Revolutionary Gestures: Works from a Private Southampton Collection Highlights to be sold in the 18 May 2022 Modern Day Sale
In her illuminating book Ninth Street Women: Lee Krasner, Elaine de Kooning, Grace Hartigan, Joan Mitchell, and Helen Frankenthaler: Five Painters and the Movement That Changed Modern Art (2018), writer Mary Gabriel provides an in-depth study of the unique techniques, experiences and legacies of the women who exhibited alongside their male colleagues in the groundbreaking Ninth Street Show, which opened in Greenwich Village in May 1951. This historic display of seventy-two artists, which included central figures to the Abstract Expressionist movement such as Franz Kline, Robert Motherwell and Philip Guston, was an unprecedented event in the history of art in the United States.

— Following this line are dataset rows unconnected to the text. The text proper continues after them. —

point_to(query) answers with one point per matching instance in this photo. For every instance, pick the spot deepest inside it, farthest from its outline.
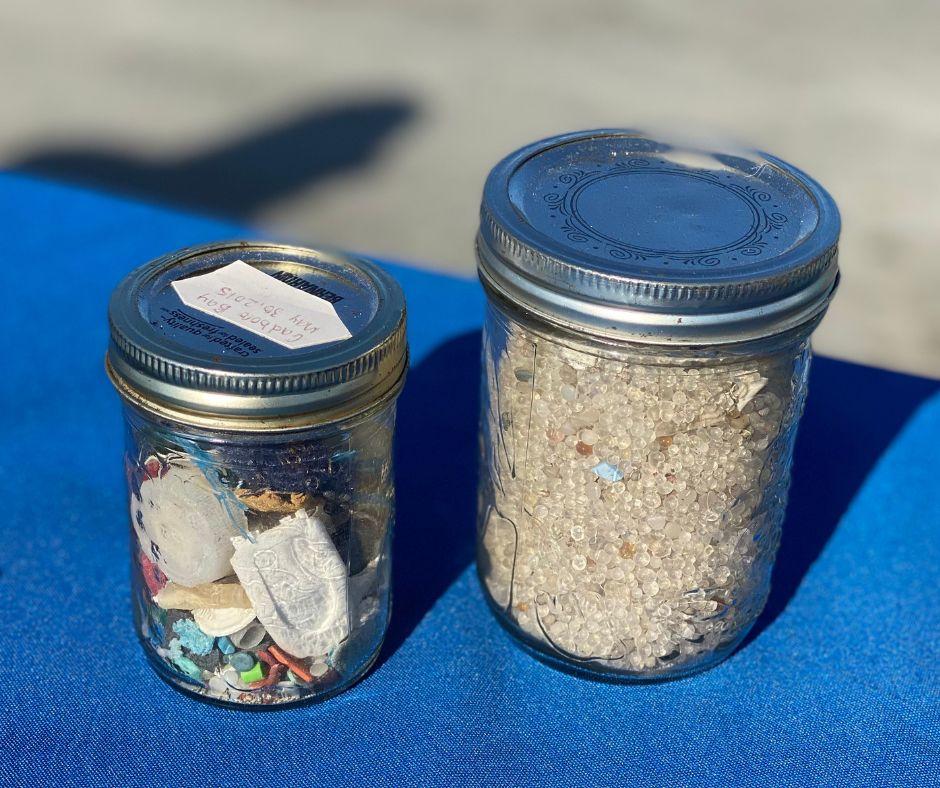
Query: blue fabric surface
(837, 685)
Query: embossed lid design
(630, 237)
(173, 359)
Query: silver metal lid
(628, 237)
(181, 362)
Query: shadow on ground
(853, 413)
(241, 176)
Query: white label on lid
(251, 299)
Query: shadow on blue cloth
(437, 471)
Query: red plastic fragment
(153, 577)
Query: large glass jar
(259, 471)
(646, 350)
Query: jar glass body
(260, 560)
(631, 497)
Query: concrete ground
(372, 125)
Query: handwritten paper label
(253, 300)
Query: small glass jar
(646, 349)
(259, 385)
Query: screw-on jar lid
(254, 335)
(624, 236)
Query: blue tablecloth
(837, 685)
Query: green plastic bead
(254, 674)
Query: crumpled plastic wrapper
(184, 526)
(207, 595)
(296, 582)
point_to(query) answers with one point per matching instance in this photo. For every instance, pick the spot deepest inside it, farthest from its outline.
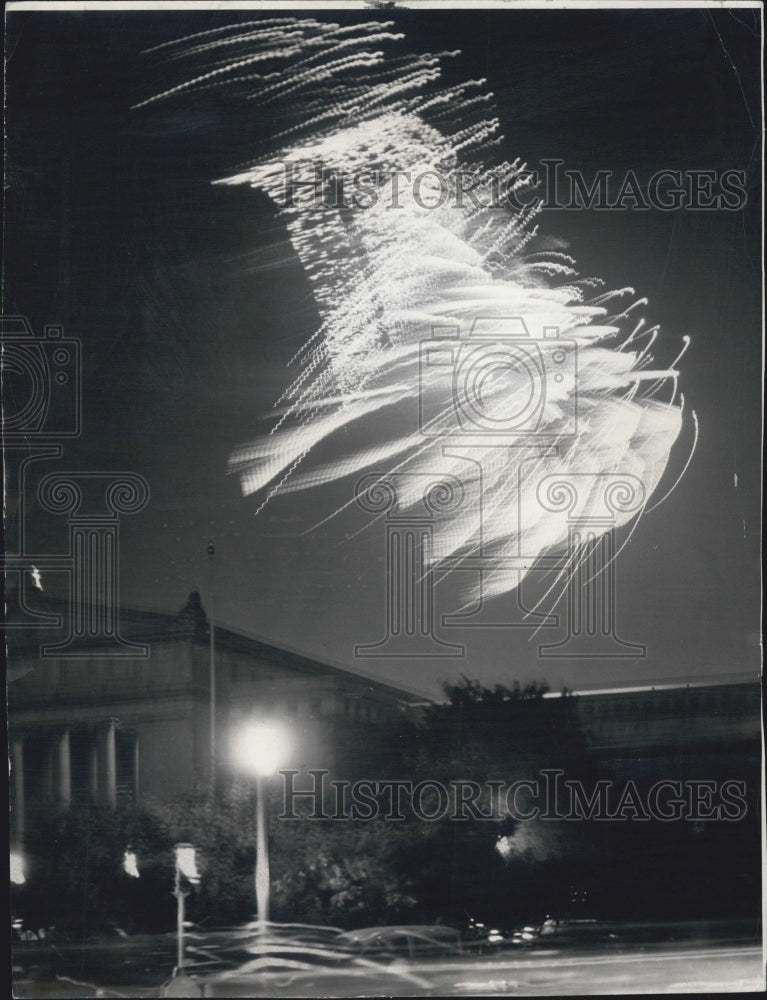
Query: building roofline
(144, 625)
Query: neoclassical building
(124, 716)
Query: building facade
(91, 726)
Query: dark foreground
(577, 958)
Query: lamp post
(260, 748)
(212, 564)
(186, 873)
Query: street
(137, 967)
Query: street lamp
(186, 874)
(18, 876)
(260, 748)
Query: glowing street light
(186, 873)
(17, 869)
(260, 748)
(130, 865)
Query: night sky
(189, 301)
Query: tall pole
(180, 899)
(212, 563)
(262, 857)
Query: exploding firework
(442, 334)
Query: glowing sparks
(442, 329)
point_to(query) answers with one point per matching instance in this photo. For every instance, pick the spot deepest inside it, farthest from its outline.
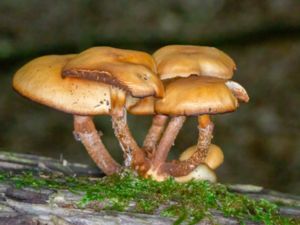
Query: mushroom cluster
(175, 82)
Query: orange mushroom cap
(40, 80)
(196, 95)
(131, 71)
(185, 60)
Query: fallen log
(54, 206)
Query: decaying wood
(43, 206)
(17, 162)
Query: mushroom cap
(137, 106)
(214, 159)
(196, 95)
(201, 172)
(40, 80)
(132, 71)
(185, 60)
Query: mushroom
(214, 158)
(185, 60)
(40, 81)
(145, 106)
(202, 172)
(179, 63)
(133, 73)
(195, 95)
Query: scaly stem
(182, 168)
(134, 155)
(86, 132)
(154, 134)
(167, 140)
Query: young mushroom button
(40, 81)
(132, 73)
(185, 60)
(198, 96)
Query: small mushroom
(198, 96)
(202, 172)
(214, 158)
(133, 73)
(185, 60)
(176, 64)
(40, 81)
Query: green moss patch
(189, 202)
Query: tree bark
(43, 206)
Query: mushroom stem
(134, 155)
(154, 134)
(206, 128)
(183, 168)
(86, 132)
(167, 140)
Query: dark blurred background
(261, 140)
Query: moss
(189, 202)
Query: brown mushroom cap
(132, 71)
(40, 80)
(196, 95)
(185, 60)
(214, 159)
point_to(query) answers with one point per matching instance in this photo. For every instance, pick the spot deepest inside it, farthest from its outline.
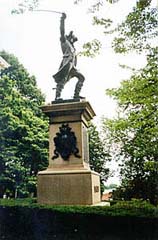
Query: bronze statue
(67, 69)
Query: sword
(45, 10)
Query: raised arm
(62, 27)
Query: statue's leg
(59, 88)
(79, 84)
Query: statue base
(73, 187)
(68, 179)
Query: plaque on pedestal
(68, 179)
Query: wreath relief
(65, 143)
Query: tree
(23, 130)
(98, 155)
(135, 131)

As legendary gallerist Leo Castelli later recalled, “We considered this almost as the first Salon des Independents; this is what I called it as a matter of fact…. I thought that never before anything of this kind had occurred in America” (Oral history interview with Leo Castelli, July 1969, AAA-SI). Thrilling examples of the unique artistic visions of the Ninth Street Women are brilliantly demonstrated in Elaine de Kooning’s Standing Bull and Grace Hartigan’s Fantasy Study, two highlights from this collection that display an ingenuity and raw, expressive mark making constant throughout both artist’s highly original oeuvres. Coming to market nearly seven decades after the Ninth Street Show, these works remain as groundbreaking as they were considered when these remarkable women were fighting their way onto the gallery walls alongside their male counterparts.
Headlining the collection is New York VII, a brilliant example of pioneering artist Hedda Sterne’s mature style and unique contribution to the aesthetics of Abstract Expressionism. Created using aerosol spray paint – a new product in hardware stores at the time – to echo the motion and speed of the city, New York VII, a painting from one of Sterne’s most recognized series titled Roads, suggesting a fascination with New York’s highways, as well as a mature style informed by her personal environment. Spray-paint canvases from this widely recognized body of work, as well as Sterne’s New York series, which she painted simultaneously, were acquired early on by such key modernist collections as the Museum of Modern Art and the Whitney Museum of American Art. Other highlights from the collection include works by Michael (Corrine) West and Dorothy Dehner, whose direct gestural styles, as well as their proximity to the Ninth Street Women, encouraged critics to place them among the so-called “Second Generation” Abstract Expressionists, emerging in the early 1950s, only to become some of the most celebrated artists of the decade.